3
$\begingroup$

Show that if the sequence $X_1, X_2,\ldots$ converges to a constant $\theta$ in probability then it converges to $\theta$ in distribution

Can't seem to figure it out. Any assistance would be greatly appreciated!

  • 1
    It's worth noting that the converse is also true.2011-10-31

1 Answers 1

6

A characterization of convergence in distribution of $(X_n)$ to $\theta$ is the fact that $\mathrm E(h(X_n))\to h(\theta)$ for every continuous bounded function $h$. Once you start with this, the road is clear: decompose the difference $\mathrm E(h(X_n)-h(\theta))$ into a part where $X_n$ is close to $\theta$ and a part where $X_n$ is not.
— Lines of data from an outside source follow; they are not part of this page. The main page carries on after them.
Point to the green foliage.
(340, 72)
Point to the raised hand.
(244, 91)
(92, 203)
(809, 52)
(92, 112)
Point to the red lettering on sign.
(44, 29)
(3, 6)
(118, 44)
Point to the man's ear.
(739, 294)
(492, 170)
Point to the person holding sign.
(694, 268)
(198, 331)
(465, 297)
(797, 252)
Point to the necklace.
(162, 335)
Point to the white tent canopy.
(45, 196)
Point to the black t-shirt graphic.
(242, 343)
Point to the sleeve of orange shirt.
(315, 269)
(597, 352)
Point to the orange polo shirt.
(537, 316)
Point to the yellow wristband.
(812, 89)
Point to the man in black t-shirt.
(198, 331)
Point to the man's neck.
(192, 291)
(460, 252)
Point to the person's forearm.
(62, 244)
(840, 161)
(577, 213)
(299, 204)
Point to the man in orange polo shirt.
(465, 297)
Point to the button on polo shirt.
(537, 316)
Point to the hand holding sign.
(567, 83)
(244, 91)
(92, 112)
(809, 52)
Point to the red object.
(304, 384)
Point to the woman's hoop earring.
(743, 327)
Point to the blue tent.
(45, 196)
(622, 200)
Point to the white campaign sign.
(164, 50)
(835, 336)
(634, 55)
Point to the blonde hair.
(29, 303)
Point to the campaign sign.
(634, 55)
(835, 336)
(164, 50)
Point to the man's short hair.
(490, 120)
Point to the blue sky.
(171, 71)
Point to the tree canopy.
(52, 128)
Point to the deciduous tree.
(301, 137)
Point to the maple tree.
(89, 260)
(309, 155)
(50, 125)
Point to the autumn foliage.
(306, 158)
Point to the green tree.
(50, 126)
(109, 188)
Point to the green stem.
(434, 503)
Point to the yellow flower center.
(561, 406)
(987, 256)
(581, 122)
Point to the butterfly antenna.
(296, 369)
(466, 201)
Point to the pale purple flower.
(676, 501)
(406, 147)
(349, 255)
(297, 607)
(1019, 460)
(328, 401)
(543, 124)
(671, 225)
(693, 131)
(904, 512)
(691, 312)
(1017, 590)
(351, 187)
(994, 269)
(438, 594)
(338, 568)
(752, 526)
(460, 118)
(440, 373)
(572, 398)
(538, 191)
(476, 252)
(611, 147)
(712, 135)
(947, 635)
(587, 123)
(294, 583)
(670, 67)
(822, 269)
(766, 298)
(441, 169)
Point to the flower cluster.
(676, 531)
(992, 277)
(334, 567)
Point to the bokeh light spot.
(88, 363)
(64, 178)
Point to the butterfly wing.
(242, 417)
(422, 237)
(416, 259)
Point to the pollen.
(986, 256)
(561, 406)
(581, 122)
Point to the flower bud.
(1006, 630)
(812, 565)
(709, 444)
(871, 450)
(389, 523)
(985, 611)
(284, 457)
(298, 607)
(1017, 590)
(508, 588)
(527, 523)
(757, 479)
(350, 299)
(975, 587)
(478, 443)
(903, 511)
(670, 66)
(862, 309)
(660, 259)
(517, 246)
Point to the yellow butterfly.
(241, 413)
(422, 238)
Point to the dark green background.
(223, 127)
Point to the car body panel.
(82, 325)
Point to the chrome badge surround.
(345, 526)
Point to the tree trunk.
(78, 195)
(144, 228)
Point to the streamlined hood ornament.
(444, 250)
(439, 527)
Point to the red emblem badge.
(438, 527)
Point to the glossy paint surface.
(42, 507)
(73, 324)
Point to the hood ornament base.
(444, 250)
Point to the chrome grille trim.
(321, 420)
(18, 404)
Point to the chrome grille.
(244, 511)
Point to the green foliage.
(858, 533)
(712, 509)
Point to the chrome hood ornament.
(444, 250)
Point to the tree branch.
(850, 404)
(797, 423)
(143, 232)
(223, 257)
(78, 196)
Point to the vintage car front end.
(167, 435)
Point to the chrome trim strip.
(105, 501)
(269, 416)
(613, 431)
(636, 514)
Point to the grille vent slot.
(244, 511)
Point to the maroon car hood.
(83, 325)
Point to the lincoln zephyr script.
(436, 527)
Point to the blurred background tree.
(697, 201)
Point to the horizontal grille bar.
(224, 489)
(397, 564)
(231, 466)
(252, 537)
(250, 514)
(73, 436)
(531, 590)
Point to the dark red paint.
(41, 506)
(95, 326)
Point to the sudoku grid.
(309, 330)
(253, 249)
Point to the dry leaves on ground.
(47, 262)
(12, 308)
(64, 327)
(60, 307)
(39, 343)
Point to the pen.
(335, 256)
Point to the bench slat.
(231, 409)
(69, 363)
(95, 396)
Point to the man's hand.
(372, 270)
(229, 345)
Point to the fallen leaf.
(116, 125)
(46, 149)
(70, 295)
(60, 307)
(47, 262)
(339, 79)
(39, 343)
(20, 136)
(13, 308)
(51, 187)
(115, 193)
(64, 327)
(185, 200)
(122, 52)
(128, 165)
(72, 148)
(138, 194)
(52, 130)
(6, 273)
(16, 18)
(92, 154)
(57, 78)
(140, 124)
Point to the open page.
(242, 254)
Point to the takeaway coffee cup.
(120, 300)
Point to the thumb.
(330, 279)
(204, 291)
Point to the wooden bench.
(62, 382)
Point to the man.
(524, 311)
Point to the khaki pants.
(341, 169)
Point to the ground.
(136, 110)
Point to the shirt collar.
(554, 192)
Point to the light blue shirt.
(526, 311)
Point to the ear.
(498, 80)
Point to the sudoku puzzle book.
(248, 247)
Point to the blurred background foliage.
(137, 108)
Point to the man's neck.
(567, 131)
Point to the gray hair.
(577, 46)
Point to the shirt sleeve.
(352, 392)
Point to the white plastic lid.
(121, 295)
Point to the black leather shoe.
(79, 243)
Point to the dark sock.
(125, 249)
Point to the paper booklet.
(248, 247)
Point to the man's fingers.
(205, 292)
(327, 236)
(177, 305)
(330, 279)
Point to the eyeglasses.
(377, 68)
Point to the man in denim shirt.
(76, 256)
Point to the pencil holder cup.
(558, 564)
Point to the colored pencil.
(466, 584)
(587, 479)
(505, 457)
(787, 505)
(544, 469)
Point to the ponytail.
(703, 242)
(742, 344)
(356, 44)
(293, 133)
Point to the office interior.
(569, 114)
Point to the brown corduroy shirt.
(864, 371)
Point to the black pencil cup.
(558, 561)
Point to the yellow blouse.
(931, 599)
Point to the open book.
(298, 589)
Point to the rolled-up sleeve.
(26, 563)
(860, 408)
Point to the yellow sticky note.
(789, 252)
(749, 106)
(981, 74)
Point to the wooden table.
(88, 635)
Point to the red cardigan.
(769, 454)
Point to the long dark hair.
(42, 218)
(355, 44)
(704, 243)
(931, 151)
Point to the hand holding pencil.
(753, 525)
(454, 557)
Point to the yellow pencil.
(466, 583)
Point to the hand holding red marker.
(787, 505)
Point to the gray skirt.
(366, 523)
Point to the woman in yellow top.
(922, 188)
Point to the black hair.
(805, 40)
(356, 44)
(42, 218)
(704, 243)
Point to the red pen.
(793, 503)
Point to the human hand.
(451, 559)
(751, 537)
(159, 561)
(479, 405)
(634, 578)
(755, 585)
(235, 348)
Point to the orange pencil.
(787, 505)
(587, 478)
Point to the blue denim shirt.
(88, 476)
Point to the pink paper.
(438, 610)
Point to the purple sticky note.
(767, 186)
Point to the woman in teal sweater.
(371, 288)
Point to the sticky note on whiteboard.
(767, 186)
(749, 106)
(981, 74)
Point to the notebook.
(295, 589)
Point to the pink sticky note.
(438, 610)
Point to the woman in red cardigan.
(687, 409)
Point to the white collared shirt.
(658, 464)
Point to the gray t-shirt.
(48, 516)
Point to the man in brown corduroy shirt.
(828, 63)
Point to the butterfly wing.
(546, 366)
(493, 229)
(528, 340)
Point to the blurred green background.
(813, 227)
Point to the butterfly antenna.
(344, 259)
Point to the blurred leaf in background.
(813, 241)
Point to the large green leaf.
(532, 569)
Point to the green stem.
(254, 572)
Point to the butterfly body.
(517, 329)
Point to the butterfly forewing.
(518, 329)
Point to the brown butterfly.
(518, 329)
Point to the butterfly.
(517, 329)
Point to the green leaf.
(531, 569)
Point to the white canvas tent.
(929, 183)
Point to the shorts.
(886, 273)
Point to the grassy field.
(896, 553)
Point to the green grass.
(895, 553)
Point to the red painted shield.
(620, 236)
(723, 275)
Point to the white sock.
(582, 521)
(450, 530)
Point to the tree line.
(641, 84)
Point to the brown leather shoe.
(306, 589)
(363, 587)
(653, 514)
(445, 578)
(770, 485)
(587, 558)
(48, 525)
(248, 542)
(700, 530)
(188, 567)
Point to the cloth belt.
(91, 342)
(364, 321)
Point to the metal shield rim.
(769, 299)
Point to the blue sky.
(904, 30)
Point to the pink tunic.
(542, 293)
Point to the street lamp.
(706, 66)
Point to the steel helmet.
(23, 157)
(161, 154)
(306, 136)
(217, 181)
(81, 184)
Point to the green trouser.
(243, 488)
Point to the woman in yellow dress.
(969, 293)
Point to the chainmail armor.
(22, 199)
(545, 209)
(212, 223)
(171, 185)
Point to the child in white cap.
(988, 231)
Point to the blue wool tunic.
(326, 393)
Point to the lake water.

More precisely, assume that $|h(x)|\leqslant M$ for every $x$ and choose a positive $\varepsilon$. Since $h$ is continuous at $\theta$, there exists $\delta$ such that $|x-\theta|\leqslant \delta$ implies $|h(x)-h(\theta)|\leqslant\varepsilon$, hence $ |\mathrm E(h(X_n))-h(\theta)|\leqslant \mathrm E(|h(X_n)-h(\theta)|)\leqslant2M\mathrm P(|X_n-\theta|\geqslant\delta)+\varepsilon. $ When $n\to\infty$, $\mathrm P(|X_n-\theta|\geqslant\delta)\to0$ hence $\limsup|\mathrm E(h(X_n))-h(\theta)|\leqslant\varepsilon$. This holds for every positive $\varepsilon$ hence $\mathrm E(h(X_n))\to h(\theta)$.

Nota: This result (convergence in probability implies convergence in distribution) holds for every limit in probability, not necessarily deterministic. As @Nate mentioned in a comment, the reverse implication (convergence in distribution implies convergence in probability) is true as well, but only when the limit is almost surely constant.